While many were hopeful for an exciting year ahead, news of 2021 major poker events being placed on hold until further notice brought a slight yet expected disappointment to the Australian market. The annual Aussie Millions which has been a popular key event since 1998, has been revealed to be postponed indefinitely given the circumstances. Reported on its official website, Crown likewise announced all other poker events for the following year to be placed on hold due to the COVID-19 global pandemic.
In its statement, the company highlighted their concern to keep the health and safety of the community, a number one priority. Crown additionally assured its patrons that they are closely following government mandates and expert health advice, adapting its response to the developing situation.
“Crown will continue to monitor and review the situation, working closely with the Victorian Government and health authorities to determine if and when such events can be safely revisited. We look forward to scheduling these long-standing annual events when it is deemed safe for us to do so.”
Earlier this year, Crown was forced to cancel the 2020 Crown Poker Championship, another staple event in the country’s poker calendar. Originally scheduled to run last April, this unfortunate news eventually led all other live events for the rest of the year to take a step back. With the uncertainty of the pandemic still at bay, many can sadly expect 2021 to not be widely different from the trend we have seen this 2020.

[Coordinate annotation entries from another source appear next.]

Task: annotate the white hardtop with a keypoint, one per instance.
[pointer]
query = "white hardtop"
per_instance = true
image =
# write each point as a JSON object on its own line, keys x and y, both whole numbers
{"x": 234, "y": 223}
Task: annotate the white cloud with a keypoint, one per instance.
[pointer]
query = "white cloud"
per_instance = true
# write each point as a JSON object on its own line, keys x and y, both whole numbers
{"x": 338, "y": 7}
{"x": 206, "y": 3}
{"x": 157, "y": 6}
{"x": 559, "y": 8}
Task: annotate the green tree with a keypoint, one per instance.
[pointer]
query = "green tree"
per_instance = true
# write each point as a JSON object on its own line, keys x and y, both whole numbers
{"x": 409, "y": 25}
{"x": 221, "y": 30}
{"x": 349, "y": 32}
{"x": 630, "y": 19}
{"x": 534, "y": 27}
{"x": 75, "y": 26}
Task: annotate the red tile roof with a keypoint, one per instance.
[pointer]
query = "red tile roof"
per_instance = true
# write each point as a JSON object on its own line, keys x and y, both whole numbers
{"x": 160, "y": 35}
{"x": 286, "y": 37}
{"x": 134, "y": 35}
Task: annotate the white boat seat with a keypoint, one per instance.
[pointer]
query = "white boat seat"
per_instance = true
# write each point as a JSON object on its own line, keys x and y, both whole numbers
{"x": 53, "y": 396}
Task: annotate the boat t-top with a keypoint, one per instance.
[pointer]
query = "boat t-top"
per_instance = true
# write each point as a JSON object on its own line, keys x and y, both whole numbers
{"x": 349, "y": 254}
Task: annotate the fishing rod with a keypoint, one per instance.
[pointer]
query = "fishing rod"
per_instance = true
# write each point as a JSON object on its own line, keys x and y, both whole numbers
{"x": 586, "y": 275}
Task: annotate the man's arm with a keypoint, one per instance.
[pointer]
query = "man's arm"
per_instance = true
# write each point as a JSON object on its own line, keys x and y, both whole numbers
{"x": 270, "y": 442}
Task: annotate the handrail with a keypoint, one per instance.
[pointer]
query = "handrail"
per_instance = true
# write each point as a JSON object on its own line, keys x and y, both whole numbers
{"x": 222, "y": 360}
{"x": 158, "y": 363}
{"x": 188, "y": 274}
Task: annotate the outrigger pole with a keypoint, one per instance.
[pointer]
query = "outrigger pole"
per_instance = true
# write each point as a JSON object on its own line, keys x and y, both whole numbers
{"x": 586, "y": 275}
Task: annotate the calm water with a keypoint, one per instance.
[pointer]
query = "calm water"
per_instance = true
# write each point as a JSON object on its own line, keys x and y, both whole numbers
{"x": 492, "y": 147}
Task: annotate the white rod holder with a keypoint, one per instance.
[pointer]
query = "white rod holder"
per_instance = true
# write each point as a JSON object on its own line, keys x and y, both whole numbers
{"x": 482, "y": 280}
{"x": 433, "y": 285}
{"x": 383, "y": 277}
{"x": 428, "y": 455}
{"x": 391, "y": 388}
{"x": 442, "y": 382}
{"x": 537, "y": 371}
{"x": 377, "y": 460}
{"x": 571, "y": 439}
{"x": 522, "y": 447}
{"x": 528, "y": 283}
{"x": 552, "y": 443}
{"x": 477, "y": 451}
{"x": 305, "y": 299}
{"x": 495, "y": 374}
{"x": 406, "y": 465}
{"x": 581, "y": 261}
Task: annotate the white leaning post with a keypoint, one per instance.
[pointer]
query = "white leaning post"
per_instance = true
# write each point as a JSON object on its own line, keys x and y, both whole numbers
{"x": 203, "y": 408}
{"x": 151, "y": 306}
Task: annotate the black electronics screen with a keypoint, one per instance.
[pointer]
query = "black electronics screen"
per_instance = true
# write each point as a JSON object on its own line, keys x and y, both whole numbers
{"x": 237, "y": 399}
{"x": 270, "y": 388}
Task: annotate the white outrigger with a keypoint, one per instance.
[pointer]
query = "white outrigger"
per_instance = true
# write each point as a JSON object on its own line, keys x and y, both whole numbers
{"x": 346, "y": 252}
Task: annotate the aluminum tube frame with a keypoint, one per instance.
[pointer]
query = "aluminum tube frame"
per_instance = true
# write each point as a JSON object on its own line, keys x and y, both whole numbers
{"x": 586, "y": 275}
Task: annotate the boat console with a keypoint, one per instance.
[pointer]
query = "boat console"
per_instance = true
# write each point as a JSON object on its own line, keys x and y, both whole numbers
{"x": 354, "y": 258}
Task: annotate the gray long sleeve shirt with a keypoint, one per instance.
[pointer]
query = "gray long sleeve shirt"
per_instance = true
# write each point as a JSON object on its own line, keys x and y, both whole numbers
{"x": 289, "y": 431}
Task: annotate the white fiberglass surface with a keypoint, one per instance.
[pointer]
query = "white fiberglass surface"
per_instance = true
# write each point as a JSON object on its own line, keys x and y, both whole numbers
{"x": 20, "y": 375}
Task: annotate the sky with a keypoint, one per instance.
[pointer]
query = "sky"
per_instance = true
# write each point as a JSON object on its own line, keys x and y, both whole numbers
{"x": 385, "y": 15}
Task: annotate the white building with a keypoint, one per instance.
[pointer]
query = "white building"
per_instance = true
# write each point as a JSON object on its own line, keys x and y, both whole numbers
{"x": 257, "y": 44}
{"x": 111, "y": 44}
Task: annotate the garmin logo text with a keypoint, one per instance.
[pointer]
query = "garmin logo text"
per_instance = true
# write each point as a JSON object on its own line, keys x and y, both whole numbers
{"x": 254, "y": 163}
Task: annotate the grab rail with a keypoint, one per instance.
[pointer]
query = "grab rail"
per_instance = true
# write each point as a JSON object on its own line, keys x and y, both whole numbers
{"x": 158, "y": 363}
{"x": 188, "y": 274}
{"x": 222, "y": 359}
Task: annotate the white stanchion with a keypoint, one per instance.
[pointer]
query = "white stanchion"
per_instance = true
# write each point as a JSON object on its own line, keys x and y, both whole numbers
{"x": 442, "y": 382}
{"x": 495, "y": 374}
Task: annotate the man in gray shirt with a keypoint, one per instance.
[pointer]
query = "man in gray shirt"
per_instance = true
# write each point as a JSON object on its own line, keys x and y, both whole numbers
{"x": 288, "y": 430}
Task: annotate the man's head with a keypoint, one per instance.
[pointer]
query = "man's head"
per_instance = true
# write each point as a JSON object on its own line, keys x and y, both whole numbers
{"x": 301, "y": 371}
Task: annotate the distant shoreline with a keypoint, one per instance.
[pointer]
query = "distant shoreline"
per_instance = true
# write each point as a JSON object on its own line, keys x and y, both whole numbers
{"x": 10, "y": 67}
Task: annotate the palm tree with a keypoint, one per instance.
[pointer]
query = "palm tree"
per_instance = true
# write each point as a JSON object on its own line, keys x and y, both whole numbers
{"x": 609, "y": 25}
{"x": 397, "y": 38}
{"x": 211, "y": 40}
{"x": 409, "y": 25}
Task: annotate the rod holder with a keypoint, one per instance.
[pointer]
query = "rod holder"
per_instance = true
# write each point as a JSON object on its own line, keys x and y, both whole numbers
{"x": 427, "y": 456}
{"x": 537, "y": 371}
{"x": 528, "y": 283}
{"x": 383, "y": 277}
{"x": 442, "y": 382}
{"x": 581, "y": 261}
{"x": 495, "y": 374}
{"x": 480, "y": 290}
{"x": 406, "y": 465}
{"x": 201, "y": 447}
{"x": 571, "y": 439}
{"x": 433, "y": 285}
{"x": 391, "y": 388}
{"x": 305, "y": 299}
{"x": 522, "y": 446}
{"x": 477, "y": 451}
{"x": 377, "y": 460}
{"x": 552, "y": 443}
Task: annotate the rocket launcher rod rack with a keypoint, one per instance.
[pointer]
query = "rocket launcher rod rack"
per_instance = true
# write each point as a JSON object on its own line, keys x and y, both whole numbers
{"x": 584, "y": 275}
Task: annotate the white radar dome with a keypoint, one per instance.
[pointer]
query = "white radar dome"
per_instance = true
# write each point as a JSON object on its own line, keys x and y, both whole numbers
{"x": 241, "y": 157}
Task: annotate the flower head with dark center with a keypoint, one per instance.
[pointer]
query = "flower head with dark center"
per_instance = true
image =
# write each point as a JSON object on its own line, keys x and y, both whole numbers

Australia’s largest poker festival
The Aussie Millions is a major poker series traditionally held in the month of January every year, consistently drawing in its fair share of international players to compete for its large prize pools. Starting off as a 74-entry tournament when it first debuted in 1998, the popular event has seen tremendous growth, garnering a total of 800 entries for this year’s Main Event alone.
Latest champions in recent years, Vincent Wan, Bryn Kenney and Toby Lewis each received a payout well over AU$1 million for their victories. Prize pools for its Main Events reach the AU$8 million (~US$5.8 million) mark, making the festival a worthwhile experience for many travelers as well as skilled pros. Aside from its AU$10,600 Main Event, the series also offers high buy-in events such as the AU$50k and AU$100k challenges wherein players Michael Addamo and Kahle Burns claimed seven-figure prizes this year for their impressive triumph.
While numerous live poker events have transitioned to the online gaming scene, Australia will have to completely miss out on the increasing online traffic in line with its government regulations. The Interactive Gambling Act originally introduced in 2001, prohibits real money online poker to be offered or promoted within the country, adding the Interactive Gambling Amendment Bill in 2017 which forced offshore operators to leave the Australian market. Left with limited options, Australian players will just have to practice patience and wait for further updates when the situation ultimately improves for the better.